Autre chose : on a eu la même réaction l’autre jour avec ta maman, quand tu es arrivée à monter toute seule sur le grand toboggan qui est dans le parc, à coté de chez nous : tu es grande. C’est dans ce parc que tu t’es tenue debout toute seule pour la 1ère fois. Au début, chacun des jeux était trop grand pour toi. Et voilà que tu arrives toute seule sur le dernier des jeux qui te resistait. Fichtre.

Prochainement…
Le déménagement. On déménagera dans moins de 2 mois. Pas mal de changements en prévision. Cela nous fait un peu peur pour toi, même si au final on sait que c’est vraiment pour le meilleur. Je me dis qu’à terme, tu en viendras même à oublier l’endroit où l’on est aujourd’hui. N’empeche, en attendant, il te faut changer d’univers, de chambre, de maison, de crèche, de copains. Cela me coute un peu. Cela me tarde que l’on s’installe là bas ensemble tous les 3.  Que tu te balades tranquillement dans l’appartement, que tu ais ton univers…et ta balancoire.

les petits rituels

On a nos petites habitudes. Depuis que tu es toute petite, on en a crée quelques unes. Parce qu’on nous l’a conseillé (pour que tu prennes tes repères), et parce que cela nous plait. Aujourd’hui, tu participes à ces petits rituels. Des choses toutes bêtes. Le soir quand je rentre du travail, tu viens me voir à la porte, tu redemandes ton bisou si je le fais trop rapidement. Juste avant que tu ne t’endormes le soir, je te raconte pourquoi tu dois faire dodo, et ce qu’il se passera le lendemain matin. A force, tu dis les mots avec moi. Le soir aussi, tu t’assoies sur nos genoux pour une dernière histoire avant le dodo. Tout ça. Et pleins d’autres choses qui sont invisibles pour les autres mais qui ont plus que leur importance dans notre vie à nous 3.

les mots magiques

Cela fait quelques fois que tu sembles le dire, mais je ne l’ai vraiment entendu que ce soir. En te couchant, tu nous as regardé, Armelle comme moi, chacun notre tour, et tu nous as dit « jetaim ». En un seul mot. Ca fait bizarre. Ca fait immense et en même temps on ressent tellement la même chose.
Je me suis retrouvé un peu à court j’avoue. Et moi qui n’a pas franchement avancé sur l’extériorisation de ces mots depuis pas mal de temps. Mais c’est comme pour tout, tu me remues.

Petit beurre

Depuis le début, tu manges les petit beurre par les oreilles.  Et ca, ca m’impressionne. Je ne savais pas que c’était inné :o)

question vocabulaire

Je ne sais pas trop comment définir la période du moment. On communique beaucoup. J’ai lu il y a peu qu’il fallait que tu arrives à 100/150 mots de vocabulaire environ afin de pouvoir commencer à combiner plusieurs mots. C’est ce que tu fais ces jours ci. C’est chouette, j’ai l’impression que l’on se comprend mieux, plus rapidement. Tu parcours ton imagier en connaissant tous les mots. Ca m’impressionne à chaque fois. Tu papotes tout le temps. A la crèche aussi, tu comprends les noms de tes copains maintenant, alors quand je parle d’eux le soir, tu me fais un gros sourire dès que tu reconnais un prénom.

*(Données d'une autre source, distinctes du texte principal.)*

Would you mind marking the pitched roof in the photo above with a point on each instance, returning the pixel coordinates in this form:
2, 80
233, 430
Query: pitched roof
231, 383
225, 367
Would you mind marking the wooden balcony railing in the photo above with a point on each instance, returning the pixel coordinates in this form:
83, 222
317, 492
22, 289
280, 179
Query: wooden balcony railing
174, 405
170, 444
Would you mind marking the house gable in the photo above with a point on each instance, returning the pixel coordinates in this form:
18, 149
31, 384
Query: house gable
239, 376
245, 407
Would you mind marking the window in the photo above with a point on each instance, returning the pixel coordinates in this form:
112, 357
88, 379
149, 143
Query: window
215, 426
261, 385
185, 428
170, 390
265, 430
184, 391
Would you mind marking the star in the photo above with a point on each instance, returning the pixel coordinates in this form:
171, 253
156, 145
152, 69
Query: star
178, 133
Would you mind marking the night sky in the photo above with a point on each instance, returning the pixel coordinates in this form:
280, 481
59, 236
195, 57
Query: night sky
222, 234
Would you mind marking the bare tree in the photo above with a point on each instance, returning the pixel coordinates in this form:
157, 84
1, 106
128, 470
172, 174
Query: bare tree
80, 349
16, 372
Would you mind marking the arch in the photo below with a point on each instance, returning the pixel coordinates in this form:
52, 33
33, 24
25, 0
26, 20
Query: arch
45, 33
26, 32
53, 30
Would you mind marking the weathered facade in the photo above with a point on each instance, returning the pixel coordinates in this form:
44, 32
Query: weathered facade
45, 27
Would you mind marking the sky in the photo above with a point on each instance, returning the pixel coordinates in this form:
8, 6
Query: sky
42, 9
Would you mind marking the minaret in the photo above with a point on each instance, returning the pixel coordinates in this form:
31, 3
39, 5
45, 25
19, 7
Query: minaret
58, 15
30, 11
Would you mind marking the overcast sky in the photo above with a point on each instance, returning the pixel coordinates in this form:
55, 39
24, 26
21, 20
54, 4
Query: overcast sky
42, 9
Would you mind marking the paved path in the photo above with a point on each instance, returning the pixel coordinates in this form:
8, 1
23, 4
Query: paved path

Ajoutons à ça quelques petites autres choses :
– le fait que tu ais compris que tu pouvais nous prendre la main pour nous tirer quelque part. Quand on est assis sur le canapé, tu nous amènes où tu veux, pour aller jouer, pour sortir, pour aller dans ta chambre avec toi. Tu en profites.
– le fait que tu cours et sautes toute la journée pour t’amuser
– le fait que tu montes et descende les escaliers debout, comme les grands.

Alors il n’y a pas une journée ou les mots « qu’est ce qu’elle est grande! » ne parcourent pas mon esprit.